Snapchat just acquired Saturn, which is a calendar app designed specifically for students. But calling it “just a calendar app” is like calling Snapchat “just a camera app” – there’s way more to it than that.
Saturn is this clever student scheduling app that lets kids share their class schedules with friends, plan hangouts, and basically stay connected throughout their school day.
Snapchat has always been the go-to social media platform for teens, and now they’re doubling down on that by buying an app that’s literally built for student life.
How Saturn Works (And Why Students Love It)
Here’s how Saturn gets works around student social networking. Instead of just showing you a boring calendar with your classes, it turns your schedule into a social experience.
Students can share their schedules with friends. You can literally see when your friends are free and plan to meet up during breaks or after school.
But it goes beyond just sharing schedules. The app lets students chat with each other and even join events right within the platform. So if there’s a basketball game or school dance coming up, you can organize your friend group all in one place.
The coolest part? It’s designed specifically for how students actually think and plan their days. Not like those clunky school portal systems that feel like they were built in 2005.

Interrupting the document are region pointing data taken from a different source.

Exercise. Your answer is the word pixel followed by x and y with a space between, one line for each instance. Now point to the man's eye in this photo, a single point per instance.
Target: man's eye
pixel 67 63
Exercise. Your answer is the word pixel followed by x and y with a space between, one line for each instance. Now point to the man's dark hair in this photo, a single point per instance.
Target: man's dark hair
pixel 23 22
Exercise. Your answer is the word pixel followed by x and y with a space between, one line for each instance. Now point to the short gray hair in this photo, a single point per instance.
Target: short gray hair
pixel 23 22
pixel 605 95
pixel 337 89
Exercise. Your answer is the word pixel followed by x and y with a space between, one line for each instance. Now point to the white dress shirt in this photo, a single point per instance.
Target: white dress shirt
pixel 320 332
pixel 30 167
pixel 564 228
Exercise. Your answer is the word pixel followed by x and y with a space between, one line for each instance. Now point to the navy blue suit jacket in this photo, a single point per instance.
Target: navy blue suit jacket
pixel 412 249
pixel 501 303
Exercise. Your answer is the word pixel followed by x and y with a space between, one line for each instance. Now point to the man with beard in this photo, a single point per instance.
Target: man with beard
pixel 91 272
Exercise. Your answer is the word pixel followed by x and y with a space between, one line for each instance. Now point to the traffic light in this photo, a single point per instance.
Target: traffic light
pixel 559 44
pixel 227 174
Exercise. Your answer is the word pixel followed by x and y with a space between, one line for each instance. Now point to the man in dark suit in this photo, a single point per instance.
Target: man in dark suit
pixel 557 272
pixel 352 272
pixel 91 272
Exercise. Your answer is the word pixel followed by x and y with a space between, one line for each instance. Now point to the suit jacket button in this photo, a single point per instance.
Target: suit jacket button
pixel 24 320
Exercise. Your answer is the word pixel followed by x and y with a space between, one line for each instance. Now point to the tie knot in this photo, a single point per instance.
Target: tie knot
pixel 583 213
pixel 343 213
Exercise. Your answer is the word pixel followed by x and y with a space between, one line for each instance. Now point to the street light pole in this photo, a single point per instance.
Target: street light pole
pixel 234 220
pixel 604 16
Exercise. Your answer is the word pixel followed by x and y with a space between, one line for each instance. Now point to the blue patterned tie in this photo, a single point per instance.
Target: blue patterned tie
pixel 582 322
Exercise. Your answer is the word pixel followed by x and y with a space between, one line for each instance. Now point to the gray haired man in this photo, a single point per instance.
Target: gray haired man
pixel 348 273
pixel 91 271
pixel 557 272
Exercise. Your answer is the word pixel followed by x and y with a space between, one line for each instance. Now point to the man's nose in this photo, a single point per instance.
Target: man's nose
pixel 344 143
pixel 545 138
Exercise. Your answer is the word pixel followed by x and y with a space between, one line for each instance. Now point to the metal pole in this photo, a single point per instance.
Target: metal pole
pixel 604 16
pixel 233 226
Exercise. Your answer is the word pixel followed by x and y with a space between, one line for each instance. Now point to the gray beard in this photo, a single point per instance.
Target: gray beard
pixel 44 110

Get this – Saturn is already available in around 17,000 American high schools. That’s not a small number we’re talking about here. According to what Snapchat told Engadget, about 80% of U.S. high schoolers go to schools that support Saturn schedules.

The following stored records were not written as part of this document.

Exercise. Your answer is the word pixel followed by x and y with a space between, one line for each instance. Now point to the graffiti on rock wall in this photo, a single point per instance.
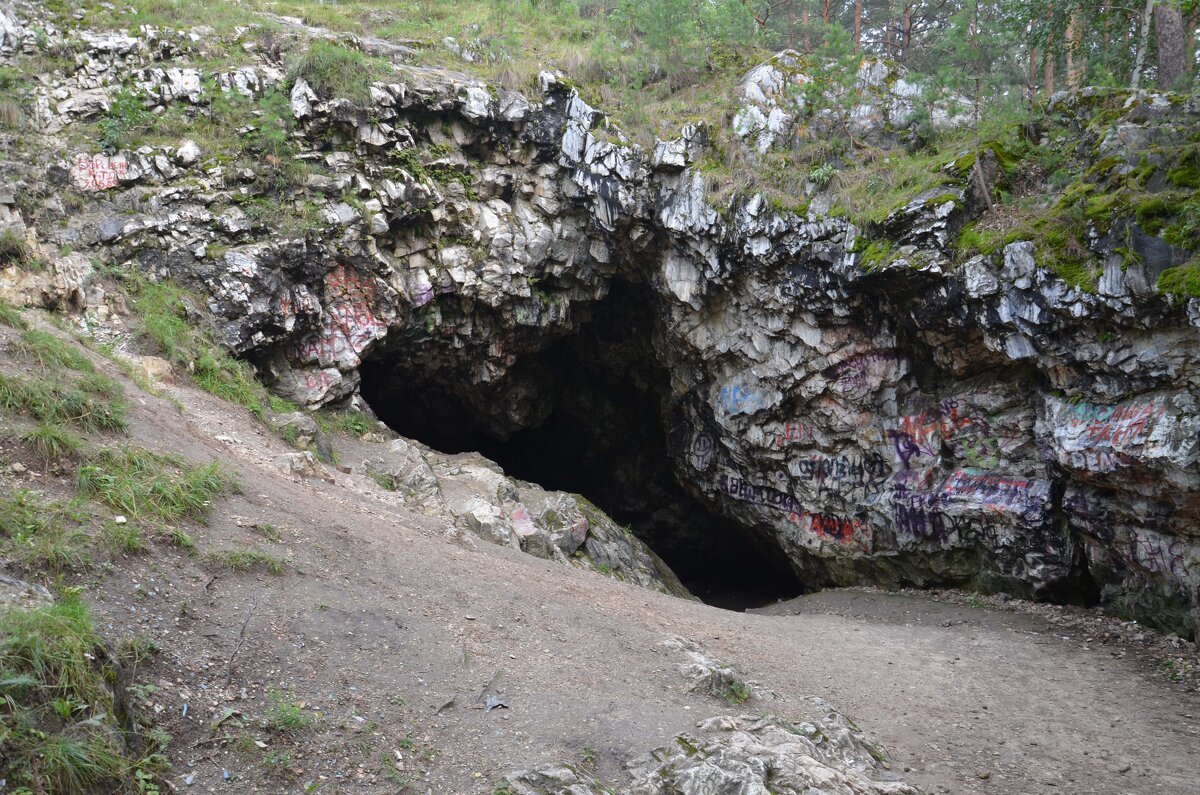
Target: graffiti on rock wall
pixel 1161 555
pixel 793 431
pixel 1097 460
pixel 969 436
pixel 348 322
pixel 97 172
pixel 1090 425
pixel 700 454
pixel 918 514
pixel 736 399
pixel 865 371
pixel 997 492
pixel 843 471
pixel 838 528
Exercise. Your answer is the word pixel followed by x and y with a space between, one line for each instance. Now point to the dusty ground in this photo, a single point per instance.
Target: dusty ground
pixel 394 629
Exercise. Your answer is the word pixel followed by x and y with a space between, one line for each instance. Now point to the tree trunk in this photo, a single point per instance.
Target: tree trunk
pixel 1173 48
pixel 858 25
pixel 1143 45
pixel 977 67
pixel 906 31
pixel 1077 63
pixel 1049 67
pixel 1032 75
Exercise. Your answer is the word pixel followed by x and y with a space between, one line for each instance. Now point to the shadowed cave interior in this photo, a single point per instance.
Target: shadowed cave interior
pixel 599 429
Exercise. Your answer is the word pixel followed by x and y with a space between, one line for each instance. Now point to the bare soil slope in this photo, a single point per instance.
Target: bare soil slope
pixel 393 631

That means this student calendar app has already proven it works in the real world. It’s not some startup hoping to find its audience – it’s an app that students are actually using every day to manage their school life and social connections.
And now Saturn is expanding into college campuses too, which opens up even more possibilities for connecting students across different educational levels.

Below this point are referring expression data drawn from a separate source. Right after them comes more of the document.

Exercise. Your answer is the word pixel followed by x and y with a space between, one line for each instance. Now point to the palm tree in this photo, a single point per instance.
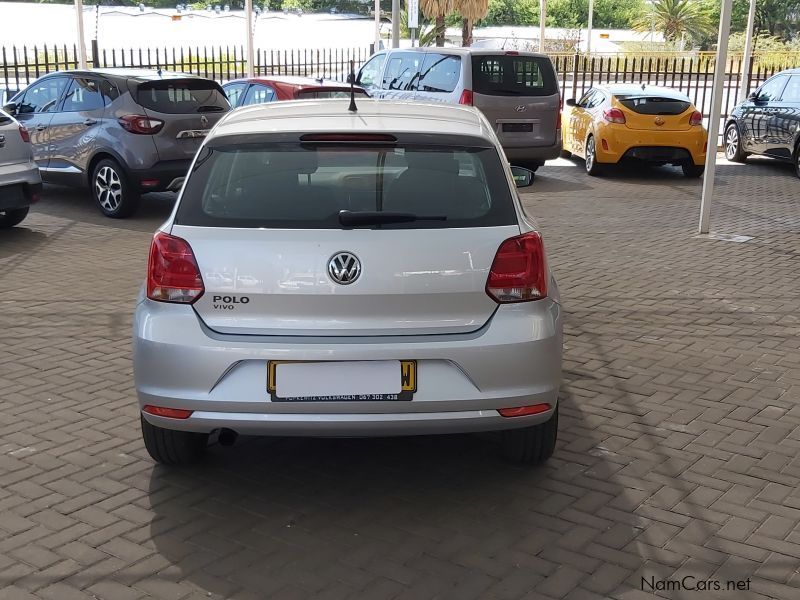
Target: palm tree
pixel 676 19
pixel 471 11
pixel 437 10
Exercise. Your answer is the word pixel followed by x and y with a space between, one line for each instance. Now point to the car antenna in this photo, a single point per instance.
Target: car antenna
pixel 352 107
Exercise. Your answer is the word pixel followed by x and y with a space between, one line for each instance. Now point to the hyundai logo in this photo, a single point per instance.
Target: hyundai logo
pixel 344 268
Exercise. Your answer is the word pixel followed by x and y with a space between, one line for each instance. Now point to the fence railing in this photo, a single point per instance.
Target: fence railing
pixel 690 72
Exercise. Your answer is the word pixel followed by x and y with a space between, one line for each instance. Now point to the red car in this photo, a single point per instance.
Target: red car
pixel 259 90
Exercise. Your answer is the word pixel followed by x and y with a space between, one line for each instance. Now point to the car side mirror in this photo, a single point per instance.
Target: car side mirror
pixel 522 177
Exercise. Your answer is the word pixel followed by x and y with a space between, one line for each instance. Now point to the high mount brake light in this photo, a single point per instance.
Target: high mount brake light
pixel 519 270
pixel 172 271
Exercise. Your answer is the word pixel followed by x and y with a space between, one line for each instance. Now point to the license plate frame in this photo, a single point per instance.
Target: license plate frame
pixel 408 381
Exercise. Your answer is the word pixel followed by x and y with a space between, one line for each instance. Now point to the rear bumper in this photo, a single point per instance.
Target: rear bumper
pixel 514 360
pixel 160 177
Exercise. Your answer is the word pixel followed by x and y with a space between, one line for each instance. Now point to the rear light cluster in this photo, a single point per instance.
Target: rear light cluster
pixel 141 124
pixel 519 270
pixel 172 271
pixel 614 115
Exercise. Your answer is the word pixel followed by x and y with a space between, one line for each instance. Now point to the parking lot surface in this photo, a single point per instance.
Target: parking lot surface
pixel 678 457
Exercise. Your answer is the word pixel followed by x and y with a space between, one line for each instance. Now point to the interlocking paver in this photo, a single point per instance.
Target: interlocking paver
pixel 678 448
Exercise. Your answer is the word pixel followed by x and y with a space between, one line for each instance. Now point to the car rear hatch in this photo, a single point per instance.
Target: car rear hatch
pixel 519 95
pixel 655 112
pixel 188 107
pixel 277 257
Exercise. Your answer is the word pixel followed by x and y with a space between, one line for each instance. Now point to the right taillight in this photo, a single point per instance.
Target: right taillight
pixel 172 271
pixel 141 124
pixel 519 270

The Bigger Picture of Educational Technology
This move also shows how social media companies are thinking about educational technology differently. Instead of trying to compete with traditional school systems, they’re finding ways to complement and enhance the student experience.
Saturn success in schools proves that students want technology that actually fits into their lives, not complicated systems that feel like work. When scheduling and social connection come together naturally, that’s when apps really take off with younger users.
What do you think? Are you excited to see how Snapchat changes after this acquisition, or do you think students prefer keeping their social apps and school apps separate?